The impact of IPV on children is often overlooked, as many wrongly believe a person can be a good parent whilst committing violence against their romantic partner. Emotional abuse is the most common form of violence that children experience, and this, of course, includes witnessing the different kinds of abuse meted out by one parent against another. It should therefore surprise nobody that children who grow up in abusive homes are much more likely to go on to be victims or perpetrators of IPV themselves. Relatedly, childhood sexual abuse is usually committed by a close relative and has a lifelong impact on one-tenth (11%) of women and 1 in 27 (3.6%) men.

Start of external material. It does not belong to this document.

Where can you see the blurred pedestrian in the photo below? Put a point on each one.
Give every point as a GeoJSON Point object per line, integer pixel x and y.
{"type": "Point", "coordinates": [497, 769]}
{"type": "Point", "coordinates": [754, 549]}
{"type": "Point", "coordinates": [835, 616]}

As communist workers, our interests are wholly enjoined with those of our class as an inseparable whole. Communism, to be clear here, has nothing to do with any of the totalitarian state-capitalist nightmares of the 20th century such as the former Soviet Union, China, North Korea, or Cuba—societies in which a ruling minority brutally exploits the working class in the name of “socialism”—but is rather a classless, moneyless, and stateless society in which all land, resources, and instruments of work are held in common. It is an entirely new mode of living and organising human activity where everyone contributes what they can and is insured decent living conditions, while the gendered division of labour that divides human activity into productive and reproductive spheres will be reabsorbed, so to speak, and taken up by society as a common endeavour. 

We do not labour under a misguided belief that women belonging to the ruling class, whose opposition to IPV and gendered oppression more broadly goes so far as their social positioning as capitalists allows, share our material interests or that they are our “sisters”, though they, of course, are also subject to the violence engendered by the very system that benefits them. As such, they cannot be counted among our allies in this fight, even less the fight against the source of gendered oppression. On the contrary, as beneficiaries of capitalism, ruling-class women, first and foremost, defend their own class interests, which are tied to the continuation of the system.  

In sum, what is urgently needed is not to build solidarity with women of the exploiting class, a union which would be consummated under false premises, but rather for our working-class brothers to fight alongside us in the same class struggle, rejecting instead of overlooking, or worse, indulging, misogynistic and otherwise harmful ideas and behaviours that only serve to further divide up our class, to our detriment and to the exclusive benefit of our capitalist masters.

To this end, working people everywhere must organise themselves on a class basis and create their own independent organisations of struggle, in the workplace and elsewhere, to tear down the inhuman system that makes all of us miserable. Only the historic movement that sweeps away the current order of things, i.e., the world proletarian revolution for communism, will be able to stamp out interpersonal violence, along with all the other vestiges of class society, definitively.